Während man einige Namen inzwischen fast selbstverständlich zu den „Großen“ zählt (z.B. Clara Schumann, Fanny Mendelssohn, Louise Farrenc… – da hat sich zum Glück viel getan in der Wahrnehmung), gibt es einige Komponistinnen, die noch zu entdecken sind, wie z.B. Else Schmitz-Gohr mit ihrer ebenso eigenwilligen wie faszinierenden „Elegy“ für die linke Hand, oder Ilse Fromm-Michaels mit ihrem „Langsamen Walzer“, der in einem merkwürdigen Zwischenreich zwischen Chopin und Sibelius irrlichtert – faszinierend!
Man könnte mit dem Namedropping munter weitermachen, aber das würde nicht darstellen, wie gelungen dieses Album als „Gesamtpaket“ erklingt. Gerade die Zusammenstellung macht den wesentlichen Reiz aus. Da ist wohl auch der SWR als Kooperationspartner zu loben, der auch für den wunderbar natürlichen Klavierklang verantwortlich zeichnet, der mit genau der richtigen Dosis Raumklang angelegt ist.

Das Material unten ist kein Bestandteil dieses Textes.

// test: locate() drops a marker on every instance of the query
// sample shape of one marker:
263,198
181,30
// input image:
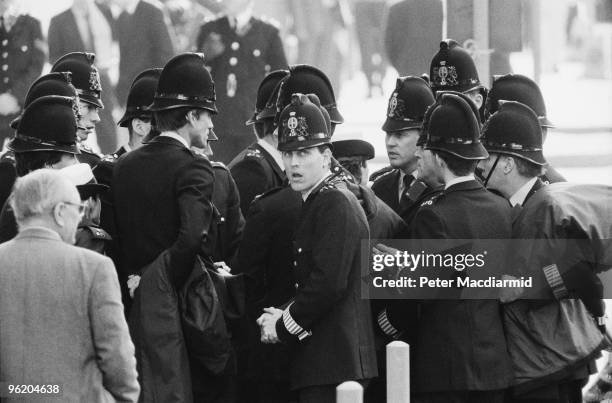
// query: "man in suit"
399,186
76,338
22,56
162,191
516,87
408,40
461,353
259,167
240,50
87,26
144,40
327,315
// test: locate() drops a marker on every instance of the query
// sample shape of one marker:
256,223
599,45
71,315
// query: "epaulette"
382,172
253,153
432,199
268,193
219,165
98,233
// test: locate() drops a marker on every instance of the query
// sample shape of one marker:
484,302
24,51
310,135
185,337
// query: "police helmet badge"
445,75
94,80
298,127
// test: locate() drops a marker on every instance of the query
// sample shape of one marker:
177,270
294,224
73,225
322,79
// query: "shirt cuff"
553,277
385,325
292,327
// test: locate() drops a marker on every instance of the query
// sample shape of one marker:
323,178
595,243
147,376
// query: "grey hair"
37,193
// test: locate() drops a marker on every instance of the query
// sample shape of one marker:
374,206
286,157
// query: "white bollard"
398,372
349,392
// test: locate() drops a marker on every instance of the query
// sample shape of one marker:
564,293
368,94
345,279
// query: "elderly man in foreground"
60,306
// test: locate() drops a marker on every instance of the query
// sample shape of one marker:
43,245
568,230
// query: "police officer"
86,79
461,353
46,138
137,118
516,87
22,56
326,250
398,186
240,50
259,167
453,69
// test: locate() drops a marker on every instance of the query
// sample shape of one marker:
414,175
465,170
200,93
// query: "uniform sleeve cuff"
555,281
385,325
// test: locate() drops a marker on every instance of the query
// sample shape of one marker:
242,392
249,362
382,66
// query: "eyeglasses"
80,206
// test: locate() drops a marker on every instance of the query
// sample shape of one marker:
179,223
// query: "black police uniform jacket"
230,221
386,187
162,196
255,172
461,344
22,56
237,72
328,299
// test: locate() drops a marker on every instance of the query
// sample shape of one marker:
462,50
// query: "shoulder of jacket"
381,173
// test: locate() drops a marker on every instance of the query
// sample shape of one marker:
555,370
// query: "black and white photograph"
306,201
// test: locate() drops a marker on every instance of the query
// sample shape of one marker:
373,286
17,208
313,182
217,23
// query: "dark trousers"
489,396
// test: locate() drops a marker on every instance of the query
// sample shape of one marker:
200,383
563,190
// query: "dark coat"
255,172
237,72
410,43
328,299
22,56
461,344
265,256
386,188
162,196
230,221
144,43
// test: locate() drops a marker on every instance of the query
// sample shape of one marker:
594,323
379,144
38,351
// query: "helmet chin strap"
486,180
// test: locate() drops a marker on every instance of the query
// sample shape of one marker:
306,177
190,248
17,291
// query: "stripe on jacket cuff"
385,325
292,326
553,277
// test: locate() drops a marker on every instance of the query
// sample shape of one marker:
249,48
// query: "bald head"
46,198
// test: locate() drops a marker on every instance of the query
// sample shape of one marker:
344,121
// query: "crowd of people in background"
216,256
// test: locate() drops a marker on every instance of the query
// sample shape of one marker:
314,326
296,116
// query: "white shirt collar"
175,135
520,195
276,155
400,186
459,179
305,195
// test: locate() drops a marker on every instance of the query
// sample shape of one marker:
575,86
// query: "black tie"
405,201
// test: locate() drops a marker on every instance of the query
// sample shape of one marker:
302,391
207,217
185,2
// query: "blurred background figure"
87,26
240,50
412,34
143,33
369,21
22,56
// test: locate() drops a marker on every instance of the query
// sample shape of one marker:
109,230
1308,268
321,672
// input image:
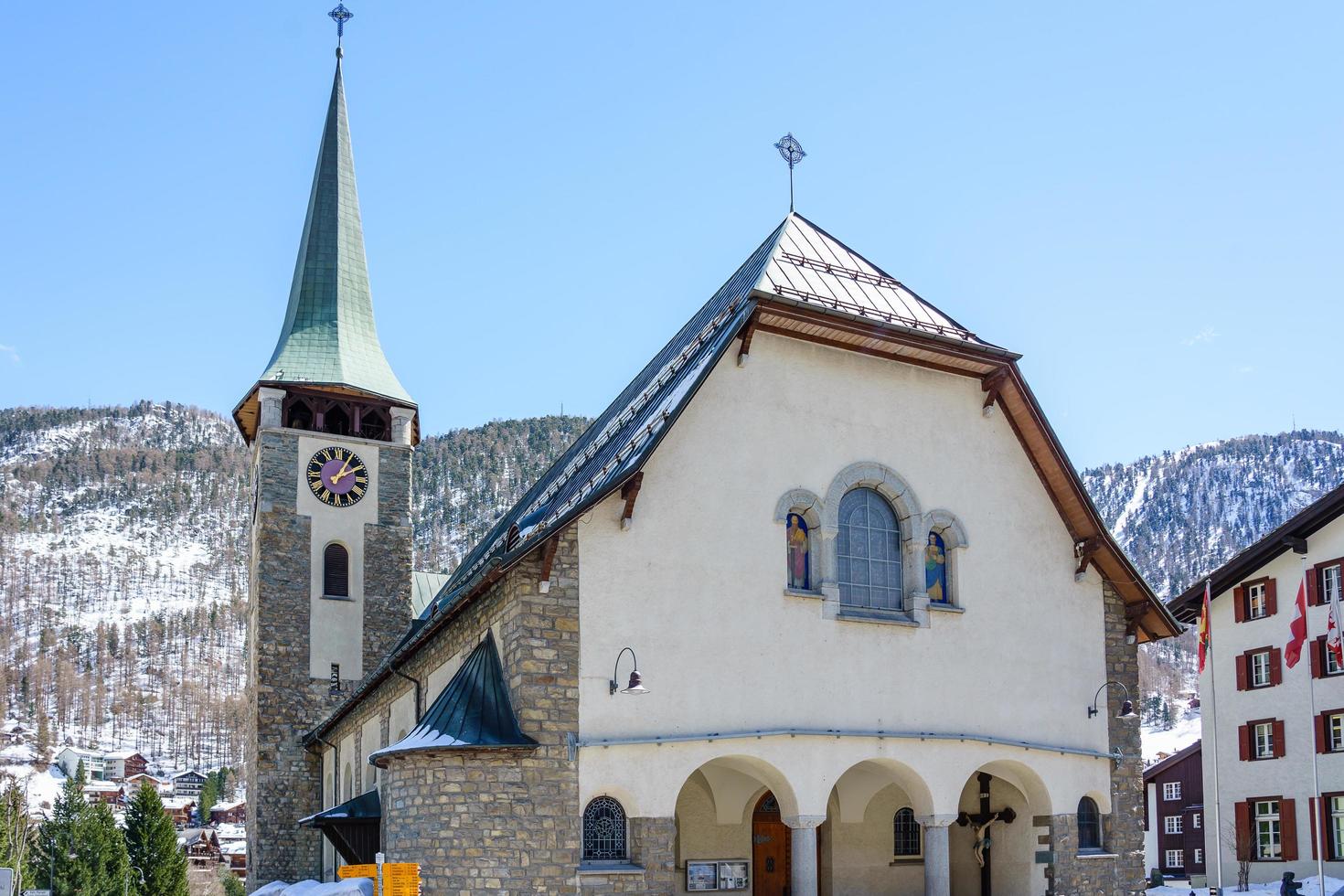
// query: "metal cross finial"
792,152
340,15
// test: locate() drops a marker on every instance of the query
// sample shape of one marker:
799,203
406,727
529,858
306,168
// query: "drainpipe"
414,681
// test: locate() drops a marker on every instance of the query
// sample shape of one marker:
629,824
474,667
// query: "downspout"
414,681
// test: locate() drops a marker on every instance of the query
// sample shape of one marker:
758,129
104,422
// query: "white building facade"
1264,723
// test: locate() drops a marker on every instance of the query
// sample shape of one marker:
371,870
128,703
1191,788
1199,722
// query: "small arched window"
869,552
906,830
935,570
336,571
797,540
603,830
1089,824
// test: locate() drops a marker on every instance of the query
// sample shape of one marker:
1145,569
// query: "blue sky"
1143,199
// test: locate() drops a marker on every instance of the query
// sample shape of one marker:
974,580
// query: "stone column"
402,418
937,855
803,880
271,402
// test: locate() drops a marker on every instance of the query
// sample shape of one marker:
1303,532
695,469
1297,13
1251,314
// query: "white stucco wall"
697,587
1290,775
336,626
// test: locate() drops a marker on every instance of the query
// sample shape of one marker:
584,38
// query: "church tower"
331,432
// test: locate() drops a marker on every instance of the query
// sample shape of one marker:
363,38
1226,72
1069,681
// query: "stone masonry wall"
283,778
1123,873
481,819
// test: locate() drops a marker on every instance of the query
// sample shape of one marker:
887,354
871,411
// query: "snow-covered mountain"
123,554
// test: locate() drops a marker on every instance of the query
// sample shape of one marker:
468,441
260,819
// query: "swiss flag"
1297,629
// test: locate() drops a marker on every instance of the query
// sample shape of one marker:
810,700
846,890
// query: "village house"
823,486
1174,813
1257,721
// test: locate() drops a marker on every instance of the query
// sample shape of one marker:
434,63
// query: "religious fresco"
800,571
935,570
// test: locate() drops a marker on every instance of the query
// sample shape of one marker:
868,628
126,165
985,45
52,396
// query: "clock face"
337,477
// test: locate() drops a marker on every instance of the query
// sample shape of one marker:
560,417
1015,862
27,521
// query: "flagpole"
1212,731
1320,840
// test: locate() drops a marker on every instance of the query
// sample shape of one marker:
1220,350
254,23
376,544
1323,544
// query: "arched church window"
935,570
300,417
336,421
1089,824
869,552
336,571
372,425
906,830
798,546
603,830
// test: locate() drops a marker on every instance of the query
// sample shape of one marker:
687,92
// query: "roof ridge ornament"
792,152
340,15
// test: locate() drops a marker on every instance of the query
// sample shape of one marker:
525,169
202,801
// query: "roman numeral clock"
337,477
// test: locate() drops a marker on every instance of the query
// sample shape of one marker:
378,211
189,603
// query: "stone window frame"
808,506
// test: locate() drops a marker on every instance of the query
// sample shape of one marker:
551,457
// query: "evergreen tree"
152,842
57,859
101,865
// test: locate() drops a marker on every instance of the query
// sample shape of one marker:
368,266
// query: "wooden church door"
771,848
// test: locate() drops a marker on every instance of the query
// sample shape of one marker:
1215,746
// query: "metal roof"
474,710
328,336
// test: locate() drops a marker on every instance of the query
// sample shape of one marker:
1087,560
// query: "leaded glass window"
603,830
1089,824
906,830
869,552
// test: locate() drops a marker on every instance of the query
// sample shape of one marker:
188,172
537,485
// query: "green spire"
329,336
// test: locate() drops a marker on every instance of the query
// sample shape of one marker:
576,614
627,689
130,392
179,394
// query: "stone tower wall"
283,778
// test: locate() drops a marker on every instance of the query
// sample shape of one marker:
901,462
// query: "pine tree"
101,864
57,858
152,842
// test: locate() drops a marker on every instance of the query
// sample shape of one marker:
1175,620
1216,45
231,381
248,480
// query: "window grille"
906,830
869,552
336,571
603,830
1089,824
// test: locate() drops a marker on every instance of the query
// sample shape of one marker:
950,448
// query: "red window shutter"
1287,827
1243,832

Nareh Arghamanyans Spiel ist über jeden Zweifel erhaben: Ihre Staunen machende Virtuosität ist niemals Selbstzweck oder „Show“, sondern steht immer im Dienst des Werks. Auch wenn sie Rubati einsetzt, wirkt das nie willkürlich, sondern immer werkdienlich und folgerichtig. Letzen Endes fasziniert aber vor allem der emotionale Aspekt der Aufnahme, an dem man merkt, dass diese Musik der Pianistin wirklich viel bedeutet.